Rede zu TOP 35 der 237. Sitzung des 17. Deutschen Bundestages
1.Beratung des Antrags der Fraktion Die Grünen „zu den Verordnungsvorschlägen über ein Einreise/Ausreisesystem (EES) und über ein Registrierungsprogramm für Reisende (RTP) und die dafür erforderliche Anpassung des Schengener Grenzkodex“ auf 17/
Die EU-Kommission hat in diesem Jahr ihr so genanntes „smart border package“ vorgelegt, mit dem die Rechtsgrundlage für zwei neue Datenerfassungssysteme an den EU-Außengrenzen geschaffen werden soll. Sie folgt mit diesen Vorschlägen dem Konzept der „intelligenten Grenzen“.
Doch dieser Begriff ist nichts als eine Beschönigung. Es geht um die totale Erfassung aller Daten von Reisenden in die EU, den Zugang von Strafverfolgungsbehörden auf diese Daten und nicht zuletzt um 1,1 Milliarden Euro, die auf diesem Wege in die Taschen der Konzerne strömen. Es sind die gleichen Konzerne, die die EU-Staaten auch mit allen möglichen anderen Technologien zur Grenzüberwachung beliefern: die großen Rüstungskonzerne EADS, BAE, Thales, IAI verdienen sowohl an der Hochrüstung der Grenzüberwachung mit Hubschraubern, Schiffen und Drohnen als auch an der automatisierten Ein- und Ausreisekontrolle.
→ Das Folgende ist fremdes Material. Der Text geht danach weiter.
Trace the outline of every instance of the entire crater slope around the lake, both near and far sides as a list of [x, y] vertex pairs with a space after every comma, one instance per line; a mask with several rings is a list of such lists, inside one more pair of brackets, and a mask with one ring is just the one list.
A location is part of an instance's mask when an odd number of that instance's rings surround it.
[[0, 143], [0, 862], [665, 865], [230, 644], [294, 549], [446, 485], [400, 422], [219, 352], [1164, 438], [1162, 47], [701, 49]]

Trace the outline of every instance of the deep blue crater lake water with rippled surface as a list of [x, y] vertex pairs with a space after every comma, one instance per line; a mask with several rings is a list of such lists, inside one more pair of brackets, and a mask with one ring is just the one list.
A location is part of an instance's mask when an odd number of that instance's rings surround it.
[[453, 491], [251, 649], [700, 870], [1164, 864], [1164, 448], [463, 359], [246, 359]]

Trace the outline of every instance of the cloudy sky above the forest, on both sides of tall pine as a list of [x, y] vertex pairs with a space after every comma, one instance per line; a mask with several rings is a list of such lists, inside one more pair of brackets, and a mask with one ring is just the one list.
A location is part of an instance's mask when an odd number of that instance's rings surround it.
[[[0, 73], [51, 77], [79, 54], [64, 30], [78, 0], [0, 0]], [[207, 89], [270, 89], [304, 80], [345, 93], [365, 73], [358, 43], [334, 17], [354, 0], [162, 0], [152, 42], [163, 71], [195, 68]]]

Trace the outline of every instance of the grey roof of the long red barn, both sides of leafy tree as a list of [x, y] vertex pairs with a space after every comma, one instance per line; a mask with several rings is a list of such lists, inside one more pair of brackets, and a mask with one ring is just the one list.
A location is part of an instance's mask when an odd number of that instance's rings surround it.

Diesen beiden Vorschlägen ging im letzten Jahr der Vorschlag für ein EU-System zur Erfassung von Flugpassagierdaten von Reisenden in die EU voraus, das EU-PNR. Die Europäische Union nähert sich damit der schlechten Utopie einer totalen Überwachung von Drittstaatsangehörigen in der EU. Die beiden aktuellen Vorschläge setzen die Erfassung biometrischer Daten der Reisenden voraus. Im entry-exit-system EES sollen nach dem Vorschlag der EU-Kommission zunächst nur die Daten aus dem Reisepass, die biometrischen Daten erst nach einer Übergangsphase von drei Jahren erfasst werden. Dann müssen alle Reisenden beim Grenzübertritt ihre Fingerabdrücke hinterlassen, um bei der Ausreise ihre Identität bestätigen zu können. Daneben schlägt die Kommission vor, nach einer Evaluation nach zwei Jahren zu prüfen, ob auch Strafverfolgungsbehörden Zugriff auf diese Daten erhalten sollen.
Die Bundesregierung im Verein mit einer Reihe anderer EU-Staaten drängt bei den Verhandlungen im EU-Rat darauf, die Fingerabdruckdaten sofort zu erfassen und den Strafverfolgungsbehörden den Zugriff zu geben. Neben dem Visa-Informationssystem und dem Fingerabdrucksystem für Asylsuchende EURODAC wäre das EES das dritte Datensystem, mit dem auf EU-Ebene massenhaft biometrische Daten von Drittstaatsangehörigen gesammelt und den Behörden zugänglich gemacht werden sollen. Auch wenn es aus der Kommission und aus dem Europaparlament Widerstand gegen diese Pläne gibt: wo Daten in solcher Menge vorhanden sind, wachsen die Begehrlichkeiten der Sicherheitsbehörden. Nach den bisherigen Erfahrungen ist nicht zu erwarten, dass Kommission und Parlament diesem Druck standhalten werden.
Die EU-Kommission will sich ihren Traum von der elektronischen Grenzüberwachung einiges kosten lassen. 1,1 Milliarden Euro sind für den Aufbau beider Datengroßsysteme veranschlagt. Nach den Erfahrungen mit dem Schengener Informationssystem und dem Visa-Informationssystem dürfte es auch noch einiges mehr werden. Darin noch gar nicht enthalten sind die Kosten der Mitgliedsstaaten, die nahezu jeden Grenzübergang mit der entsprechenden Technologie ausstatten müssen. Das alles um ein paar Menschen zu schnappen, die die Gültigkeitsdauer ihres Visums überziehen, ist vollkommen unverhältnismäßig. DIE LINKE lehnt diese Pläne deshalb ab und wird den Antrag der Grünen-Fraktion unterstützen.